After a fsck everything seems to be fne, sometimes I have to run it twice to get all errors corrected, but no biggy.

Only problem is, I suffer some "data loss" when this happens. I put it in quotes, because it's not actually data loss, almost all files get renamed to lost_name_xxxxxx in my lost+found directory.

For example, last time this happened, I ended up with a screwed up home-dir (my setting, my settings!   :Laughing:  )

I'm really doubting the consistency of reiser4 now. Every time I do a hard reset, I've gotta cross my fingers everything works out OK. I'm missing the icons in my KDE menu now, for example. Re-emerging kdeartwork fixed that, but I might not always be so lucky  :Razz: .

Can anyone tell me what to do to improve my filesystem consistency?

----------

## Arainach

Yeah, use ext3.  Reiser4 is like XFS: If the power goes out, you're in trouble.

----------

## codergeek42

 *Rainmaker wrote:*   

> Can anyone tell me what to do to improve my filesystem consistency?

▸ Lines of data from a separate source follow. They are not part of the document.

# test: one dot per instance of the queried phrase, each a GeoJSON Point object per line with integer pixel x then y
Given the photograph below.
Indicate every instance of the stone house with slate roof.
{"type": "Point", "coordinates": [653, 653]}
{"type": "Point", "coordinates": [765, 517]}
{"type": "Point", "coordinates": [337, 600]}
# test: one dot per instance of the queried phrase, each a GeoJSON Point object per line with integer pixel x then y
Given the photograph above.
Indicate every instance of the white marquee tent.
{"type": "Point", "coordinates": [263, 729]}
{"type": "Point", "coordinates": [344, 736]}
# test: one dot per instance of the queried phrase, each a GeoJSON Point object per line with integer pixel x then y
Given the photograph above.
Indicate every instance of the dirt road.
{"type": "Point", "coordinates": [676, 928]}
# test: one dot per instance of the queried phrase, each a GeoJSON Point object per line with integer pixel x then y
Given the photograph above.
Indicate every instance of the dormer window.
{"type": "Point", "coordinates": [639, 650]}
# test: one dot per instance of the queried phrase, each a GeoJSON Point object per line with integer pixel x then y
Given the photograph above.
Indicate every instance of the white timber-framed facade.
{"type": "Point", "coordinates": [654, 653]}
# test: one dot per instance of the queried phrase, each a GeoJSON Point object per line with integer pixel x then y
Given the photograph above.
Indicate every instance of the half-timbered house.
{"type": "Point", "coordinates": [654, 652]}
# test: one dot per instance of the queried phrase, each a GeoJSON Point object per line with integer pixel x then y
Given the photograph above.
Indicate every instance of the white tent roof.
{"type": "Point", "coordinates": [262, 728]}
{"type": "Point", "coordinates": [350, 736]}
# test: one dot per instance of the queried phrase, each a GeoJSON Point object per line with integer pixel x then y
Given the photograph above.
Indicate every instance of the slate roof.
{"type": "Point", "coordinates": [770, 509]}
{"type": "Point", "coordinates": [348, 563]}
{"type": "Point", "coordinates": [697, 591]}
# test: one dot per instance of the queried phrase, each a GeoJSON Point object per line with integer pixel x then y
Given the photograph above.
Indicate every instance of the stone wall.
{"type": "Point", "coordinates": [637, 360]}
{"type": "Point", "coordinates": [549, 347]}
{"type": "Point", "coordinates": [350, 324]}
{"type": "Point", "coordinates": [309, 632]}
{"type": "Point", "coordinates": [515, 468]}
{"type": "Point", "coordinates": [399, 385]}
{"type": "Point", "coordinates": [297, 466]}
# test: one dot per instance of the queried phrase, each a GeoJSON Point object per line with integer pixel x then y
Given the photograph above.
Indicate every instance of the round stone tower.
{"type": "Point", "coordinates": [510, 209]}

 Use a more consistent filesystem?   :Wink: 

----------

## feld

don't do a hard reset? why are you doing these in the first place?

-Feld

----------

## Jake

 *Rainmaker wrote:*   

> ...Can anyone tell me what to do to improve my filesystem consistency?

 

Submit a bug report. Half-written data is sacrificed to maintain filesystem consistency, but you should never need to fsck. reiser4 was designed to tolerate hard resets and as far as Namesys knows, it does. Of course you'll want to be using the latest -mm or Namesys reiser4-for-2.6 patch before you submit a bug report, but seriously, this shouldn't be happening.

----------

## miseiler

 *Jake wrote:*   

>  *Rainmaker wrote:*   ...Can anyone tell me what to do to improve my filesystem consistency? 
> 
> Submit a bug report. Half-written data is sacrificed to maintain filesystem consistency, but you should never need to fsck. reiser4 was designed to tolerate hard resets and as far as Namesys knows, it does. Of course you'll want to be using the latest -mm or Namesys reiser4-for-2.6 patch before you submit a bug report, but seriously, this shouldn't be happening.

 

Could not agree more.

Atomicity is tailor-made to deal with these sorts of issues.  The idea is that if ANY sort of reset is made, either all the data was written, or none of it.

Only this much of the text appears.